Par argali
À Tunis dans les années trente, Darius Zaken est frappé de mutisme après la disparition brutale de son père. Élevé par sa mère Stella qui le destine aux plus hautes études et sacrifie tout à cette ambition, il lutte pour se montrer à la hauteur. Mais le swing d’une clarinette vient contredire la volonté maternelle. Darius se découvre un don irrésistible pour cet instrument qui lui redonne voix. Une autre vie s’offre à lui, plus vive et plus intense.

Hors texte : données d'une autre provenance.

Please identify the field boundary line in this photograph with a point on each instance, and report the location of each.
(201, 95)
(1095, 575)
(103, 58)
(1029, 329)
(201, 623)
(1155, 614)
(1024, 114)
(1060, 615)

De la Tunisie française aux plus grandes scènes du monde, en passant par l’Europe de la Libération et l’Amérique ségrégationniste, cette fresque est un magnifique roman d’initiation et d’émancipation, mené au rythme étourdissant du jazz.
Mon avis :
Enfant, Darius a vu mourir son père sous ses yeux, assassiné par des musulmans au cours d’un pogrom. Blessé et traumatisé, il a perdu sa jambe et l’usage de la parole. Il grandit à Tunis auprès d’un mère étouffante d’amour et d’ambition. Un petit boulot dans le théâtre municipal le mettra au contact avec le Concerto D’Aranjuez de Joaquin Rodrigo. C’est la naissance d’une passion chez l’enfant.
En 1943, des troupes américaines s’installent à Tunis après la défaite de l’Allemagne nazie. Darius va découvrir le jazz et devenir ami avec les musiciens de l’armée. Il les suivra en Italie puis à New-York.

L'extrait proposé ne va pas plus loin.